I'm balding and have dry-skin… I also have to moderate my diet and drink intake… I'm this close to dropping my cigarette intake to 3-a-day (I would give up but I sometimes think it's my vices that make me and 3-a-day sounds like I'm not really smoking at all!). Despite all this, when I sort out an issue in a project, I feel like I have the stature of a god (no, not Bhudda, some handsome Greek god). When I'm confronted with something that just doesn't work I feel each and every one of those extra pounds; each and every-flake of skin that lands on my t-shirt is indicative of my failure as not only a coder but member of the human race and each and every drink is a balm to my tortured soul.
I guess what I'm trying to say is that that there article by Matt Briggs has warmed my heart in that what I constantly feel is indicative that I deserve the title of Senior Developer… I guess. Perhaps as I ease myself into it I'll get myself down to 3-a-day, drop some pounds, shave my head and moisturise more. The drink intake has been successfully moderated as I really, really can't code with a hangover and drunken coding is a recipe for disaster!

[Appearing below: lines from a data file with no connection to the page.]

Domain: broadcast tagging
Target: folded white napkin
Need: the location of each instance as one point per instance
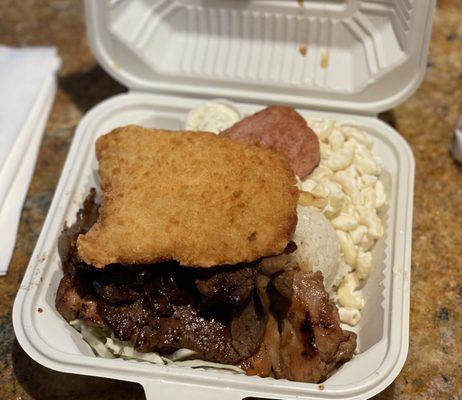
(27, 88)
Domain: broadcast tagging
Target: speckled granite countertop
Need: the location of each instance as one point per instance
(433, 368)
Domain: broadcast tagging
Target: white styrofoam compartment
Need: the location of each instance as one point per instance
(143, 44)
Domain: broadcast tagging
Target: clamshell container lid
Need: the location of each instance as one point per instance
(361, 56)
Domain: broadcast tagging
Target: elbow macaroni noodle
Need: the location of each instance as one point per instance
(350, 195)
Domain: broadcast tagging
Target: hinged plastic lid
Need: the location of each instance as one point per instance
(359, 56)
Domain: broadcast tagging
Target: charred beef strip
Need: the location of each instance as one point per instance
(271, 321)
(162, 307)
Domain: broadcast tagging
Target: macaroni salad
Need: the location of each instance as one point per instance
(348, 192)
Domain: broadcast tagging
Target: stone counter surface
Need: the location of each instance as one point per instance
(433, 369)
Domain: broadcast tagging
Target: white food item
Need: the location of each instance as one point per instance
(214, 116)
(348, 315)
(347, 178)
(109, 347)
(318, 248)
(348, 294)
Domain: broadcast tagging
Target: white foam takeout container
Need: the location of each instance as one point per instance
(362, 57)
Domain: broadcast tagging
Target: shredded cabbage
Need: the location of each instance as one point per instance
(105, 345)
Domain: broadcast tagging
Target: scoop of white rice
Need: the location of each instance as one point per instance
(318, 248)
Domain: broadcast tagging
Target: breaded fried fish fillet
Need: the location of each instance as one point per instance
(191, 197)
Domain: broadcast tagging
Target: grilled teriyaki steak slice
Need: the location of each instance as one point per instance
(277, 323)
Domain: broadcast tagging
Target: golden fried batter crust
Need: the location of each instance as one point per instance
(190, 197)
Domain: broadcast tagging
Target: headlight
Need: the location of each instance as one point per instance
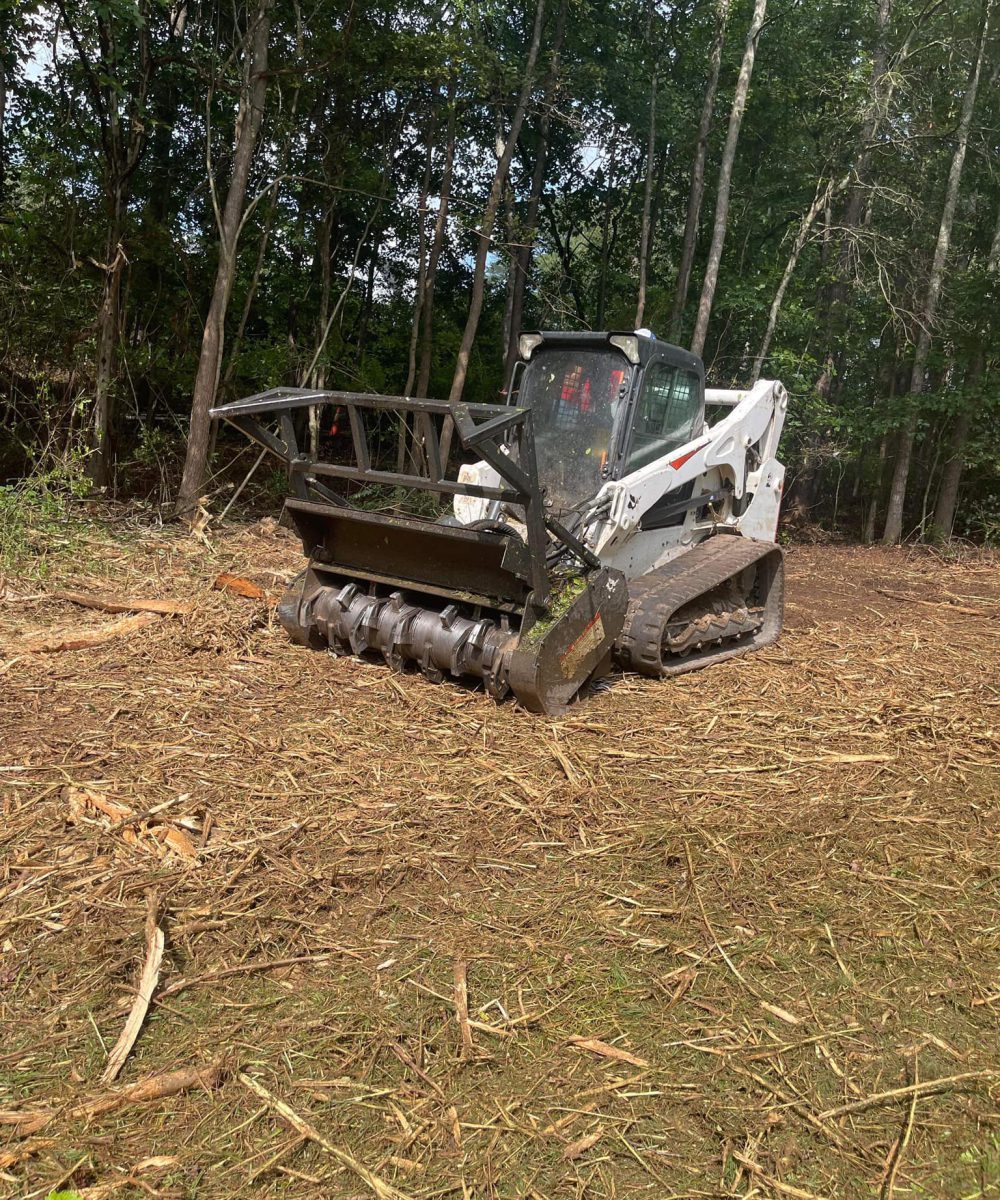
(628, 343)
(527, 343)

Getting back to the title of this post though I noticed that a server-side script written to return rows for a DataTable wasn't. It was returning the number of results but the data array was stubbornly empty. I checked the variable array being sent to the server in the ajax code and everything seemed to be fine. I echoed out the queries that the server-side script was making and clocked that the SQL was limiting the result to 0… this was despite the length variable being set… I took to echoing out individual values from the array and everything seemed to be okay until I got to the length… I'd not long ago changed the table as I was showing too much data which wasn't relevant and wasn't showing some data that the client felt was relevant. But I was still returning that data, the new stuff was simply tacked onto the end of the query so the resulting variable was huge. And that was the answer, I was asking far too questions and because the variable array was so large it was getting truncated and I was losing the pagination data, effectively making the query end like this:
LIMIT 0 OFFSET 0
LIMIT 0, 0
No wonder I wasn't getting any data despite the pagination still working. I knocked off the extraneous fields from the table columns array and all was well. Always pays to check the length of the data being sent in a GET request though!

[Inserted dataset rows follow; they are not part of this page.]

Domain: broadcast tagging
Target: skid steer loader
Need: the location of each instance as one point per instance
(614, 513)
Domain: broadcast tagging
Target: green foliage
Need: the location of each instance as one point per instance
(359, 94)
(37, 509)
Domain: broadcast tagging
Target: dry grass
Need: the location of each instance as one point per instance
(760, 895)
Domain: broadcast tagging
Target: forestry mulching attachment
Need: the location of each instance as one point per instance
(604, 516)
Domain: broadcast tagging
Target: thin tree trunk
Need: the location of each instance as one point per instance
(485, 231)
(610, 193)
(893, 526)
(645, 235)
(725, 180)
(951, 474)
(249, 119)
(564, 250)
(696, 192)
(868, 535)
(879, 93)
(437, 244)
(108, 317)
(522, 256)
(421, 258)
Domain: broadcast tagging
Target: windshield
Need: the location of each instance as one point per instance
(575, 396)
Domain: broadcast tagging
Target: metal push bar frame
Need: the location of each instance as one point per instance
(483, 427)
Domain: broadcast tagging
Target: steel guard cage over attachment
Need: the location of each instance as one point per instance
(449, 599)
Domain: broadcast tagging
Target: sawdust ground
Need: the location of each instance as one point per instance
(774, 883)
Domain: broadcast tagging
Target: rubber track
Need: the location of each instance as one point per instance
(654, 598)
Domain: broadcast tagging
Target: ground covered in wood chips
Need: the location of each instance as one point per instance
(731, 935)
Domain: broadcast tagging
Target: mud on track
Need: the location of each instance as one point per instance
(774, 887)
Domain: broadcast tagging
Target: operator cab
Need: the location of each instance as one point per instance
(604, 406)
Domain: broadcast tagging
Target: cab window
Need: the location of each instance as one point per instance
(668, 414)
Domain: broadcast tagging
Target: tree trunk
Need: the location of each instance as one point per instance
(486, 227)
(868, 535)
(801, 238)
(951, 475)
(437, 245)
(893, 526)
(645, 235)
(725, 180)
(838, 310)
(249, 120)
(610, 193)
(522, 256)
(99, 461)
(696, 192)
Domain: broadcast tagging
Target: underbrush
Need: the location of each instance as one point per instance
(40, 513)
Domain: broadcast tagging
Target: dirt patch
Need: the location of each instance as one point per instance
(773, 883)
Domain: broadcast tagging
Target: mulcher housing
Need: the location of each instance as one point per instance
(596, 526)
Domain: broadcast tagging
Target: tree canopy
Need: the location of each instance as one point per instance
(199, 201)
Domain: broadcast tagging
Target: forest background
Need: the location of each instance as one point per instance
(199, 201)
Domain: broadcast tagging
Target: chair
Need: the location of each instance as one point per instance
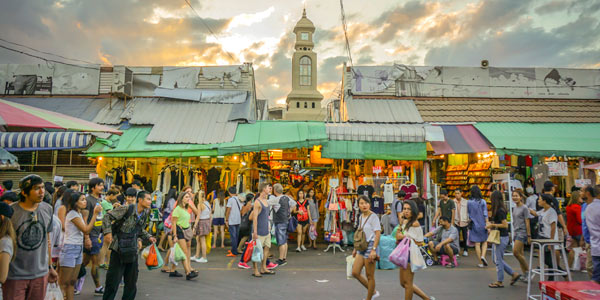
(542, 271)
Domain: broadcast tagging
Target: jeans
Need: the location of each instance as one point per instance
(116, 271)
(233, 234)
(501, 265)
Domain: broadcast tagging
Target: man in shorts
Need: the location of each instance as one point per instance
(447, 243)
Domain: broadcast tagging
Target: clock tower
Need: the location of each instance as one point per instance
(304, 101)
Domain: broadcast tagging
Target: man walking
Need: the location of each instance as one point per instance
(281, 216)
(31, 269)
(233, 219)
(127, 223)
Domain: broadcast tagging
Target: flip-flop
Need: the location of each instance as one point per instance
(514, 280)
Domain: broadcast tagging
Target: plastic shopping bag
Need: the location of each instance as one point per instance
(53, 292)
(179, 254)
(349, 264)
(417, 262)
(257, 254)
(399, 256)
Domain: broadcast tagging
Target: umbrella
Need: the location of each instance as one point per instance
(20, 115)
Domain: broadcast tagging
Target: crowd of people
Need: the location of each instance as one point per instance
(51, 237)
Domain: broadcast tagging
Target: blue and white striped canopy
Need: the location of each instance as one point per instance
(31, 141)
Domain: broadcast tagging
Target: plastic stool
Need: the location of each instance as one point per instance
(543, 272)
(446, 260)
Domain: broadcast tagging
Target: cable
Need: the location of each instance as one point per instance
(209, 30)
(47, 59)
(47, 53)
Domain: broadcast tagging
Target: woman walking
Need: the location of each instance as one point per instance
(478, 214)
(410, 228)
(498, 222)
(182, 233)
(219, 207)
(202, 227)
(71, 254)
(303, 217)
(369, 222)
(520, 218)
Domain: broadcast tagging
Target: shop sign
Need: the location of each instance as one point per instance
(557, 169)
(377, 170)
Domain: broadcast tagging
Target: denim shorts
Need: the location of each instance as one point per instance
(71, 255)
(281, 233)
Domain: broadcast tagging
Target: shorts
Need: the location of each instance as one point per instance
(265, 240)
(281, 233)
(96, 246)
(443, 250)
(71, 255)
(367, 252)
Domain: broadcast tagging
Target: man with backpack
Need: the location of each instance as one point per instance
(127, 223)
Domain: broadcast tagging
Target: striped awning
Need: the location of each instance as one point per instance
(461, 139)
(31, 141)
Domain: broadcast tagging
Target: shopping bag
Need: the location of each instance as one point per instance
(399, 256)
(417, 262)
(152, 257)
(349, 264)
(53, 292)
(249, 249)
(257, 254)
(179, 254)
(208, 242)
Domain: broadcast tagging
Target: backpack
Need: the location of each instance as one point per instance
(360, 239)
(302, 212)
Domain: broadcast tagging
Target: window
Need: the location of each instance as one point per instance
(305, 70)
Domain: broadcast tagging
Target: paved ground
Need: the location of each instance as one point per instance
(221, 279)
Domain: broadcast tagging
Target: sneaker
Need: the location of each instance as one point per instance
(175, 274)
(271, 266)
(243, 265)
(99, 291)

Actually I had a brain-wave while I was looking at what I'd just written and clocked that I use that extra data to populate modal dialogs should the user want to edit the data. But I can still return the data and then act upon it, the issue is in the asking for it. I can add all sorts of data to the row but I need to be careful about what I ask for! There was me getting ready to prune the dialog and the returned data and I don't need to, everything it still gravy: I just need to ask for the absolute minimum of what I need.